Method of calculating the heat and stress-deformed state of the cylinder head of a transport diesel with liquid cooling

Abstract

In an internal combustion engine (ICE), stresses arise from the action of a variable gas force and from a variable temperature due to the combustion of fuel in the combustion chamber in the cylinder head and piston, while the thermal stresses are much higher than the stresses from the power load. Therefore, at the design stage of a new engine design, they are calculating the durability of heat-stressed parts, since they limit the reliability of a piston engine. The paper discusses the method of selecting source data when calculating the thermal and stress-strain state of the cylinder head of a diesel engine using the finite element method and using the Solid Works software package. The stages of creating and preparing a solid model of a cylinder head to create a finite element model are described using the example of the 8ChN12 / 13 diesel engine (KAMAZ 740.75-440).

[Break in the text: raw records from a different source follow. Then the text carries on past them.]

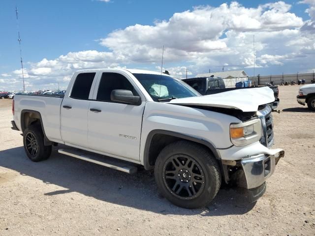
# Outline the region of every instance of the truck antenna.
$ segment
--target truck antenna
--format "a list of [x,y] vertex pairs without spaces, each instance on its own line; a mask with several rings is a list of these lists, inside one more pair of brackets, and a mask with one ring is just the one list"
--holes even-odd
[[255,76],[255,35],[253,35],[253,44],[254,44],[254,75]]
[[160,78],[160,81],[159,81],[159,92],[158,93],[158,97],[160,98],[161,97],[161,86],[162,86],[162,85],[161,85],[161,82],[162,82],[162,73],[163,71],[163,58],[164,57],[164,45],[163,45],[163,51],[162,52],[162,63],[161,64],[161,77]]
[[23,91],[25,91],[25,84],[24,83],[24,71],[23,70],[23,59],[22,57],[22,48],[21,47],[21,41],[22,39],[21,39],[21,37],[20,37],[20,27],[19,24],[19,17],[18,17],[18,7],[15,6],[15,13],[16,14],[16,22],[18,28],[18,41],[19,42],[19,46],[20,46],[20,58],[21,59],[21,67],[22,68],[22,77],[23,79]]

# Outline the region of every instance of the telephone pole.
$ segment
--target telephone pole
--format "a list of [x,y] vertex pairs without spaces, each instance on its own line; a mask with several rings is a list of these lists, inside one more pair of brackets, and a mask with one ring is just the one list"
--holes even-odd
[[254,43],[254,76],[255,76],[255,35],[253,35]]
[[21,37],[20,37],[20,27],[19,25],[19,17],[18,8],[15,6],[15,13],[16,14],[16,22],[18,27],[18,41],[19,42],[19,46],[20,46],[20,58],[21,59],[21,67],[22,68],[22,77],[23,79],[23,91],[25,91],[25,84],[24,83],[24,71],[23,69],[23,59],[22,57],[22,48],[21,47]]

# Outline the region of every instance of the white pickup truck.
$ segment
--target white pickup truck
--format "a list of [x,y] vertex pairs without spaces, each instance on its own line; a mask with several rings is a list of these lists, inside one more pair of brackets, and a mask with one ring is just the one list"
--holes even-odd
[[[33,161],[63,154],[130,174],[154,169],[162,195],[178,206],[208,204],[222,181],[257,201],[281,157],[268,87],[202,96],[152,71],[77,71],[64,95],[16,95],[12,129]],[[64,147],[64,146],[63,146]]]
[[305,106],[307,104],[309,109],[315,111],[315,84],[301,86],[296,100],[300,104]]

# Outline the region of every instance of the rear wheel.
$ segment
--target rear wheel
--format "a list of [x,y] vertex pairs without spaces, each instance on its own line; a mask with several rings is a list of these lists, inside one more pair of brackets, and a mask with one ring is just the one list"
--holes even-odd
[[26,154],[32,161],[37,162],[46,160],[51,154],[52,146],[44,145],[44,134],[38,124],[25,129],[23,133],[23,145]]
[[162,194],[179,206],[195,208],[209,204],[220,188],[218,163],[208,150],[198,144],[178,141],[158,155],[155,177]]
[[315,96],[310,97],[307,101],[307,106],[311,111],[315,111]]

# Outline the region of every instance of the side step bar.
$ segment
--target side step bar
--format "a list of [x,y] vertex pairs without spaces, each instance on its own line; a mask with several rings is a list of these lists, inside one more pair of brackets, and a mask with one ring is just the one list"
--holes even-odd
[[60,149],[58,152],[128,174],[134,174],[137,171],[135,165],[127,161],[84,150],[77,148]]

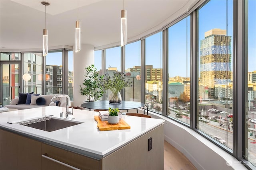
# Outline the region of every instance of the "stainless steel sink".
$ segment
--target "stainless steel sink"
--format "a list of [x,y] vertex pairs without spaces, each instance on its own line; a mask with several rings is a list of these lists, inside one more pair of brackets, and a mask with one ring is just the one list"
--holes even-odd
[[18,123],[17,124],[33,127],[38,129],[52,132],[52,131],[82,123],[69,120],[54,119],[51,117],[42,118]]

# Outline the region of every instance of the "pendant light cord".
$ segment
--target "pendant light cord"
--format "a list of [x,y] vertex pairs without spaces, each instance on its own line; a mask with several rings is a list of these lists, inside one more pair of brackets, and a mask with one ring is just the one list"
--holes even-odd
[[46,4],[44,4],[44,14],[45,15],[45,16],[44,17],[44,26],[45,27],[45,29],[46,29]]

The main loads acting on the cylinder head during the assembly period are considered: efforts from pressing in valve seats and bushings, as well as from tightening the bolts for fastening the head to the crankcase. The shape of the elements for the finite element model of the cylinder head was chosen from the condition of reducing the estimated time. This condition was suited to the shape of a finite element in the form of a tetrahedron with four nodal points. These elements made it possible to reduce the computational grid in cross sections, for example, stress concentration. It is shown that high-frequency temperature fluctuations that occur as a result of the flow of the working process of a piston engine do not affect the thermal strength of the cylinder head, and high-frequency temperature fluctuations due to changes in the engine operating conditions affect. The changes in the basic characteristics of the aluminum alloy from which the cylinder head is made with temperature and cyclic thermomechanical loading of low frequency are given. It is shown that with increasing temperature, the endurance limit of the material decreases at low frequency loads.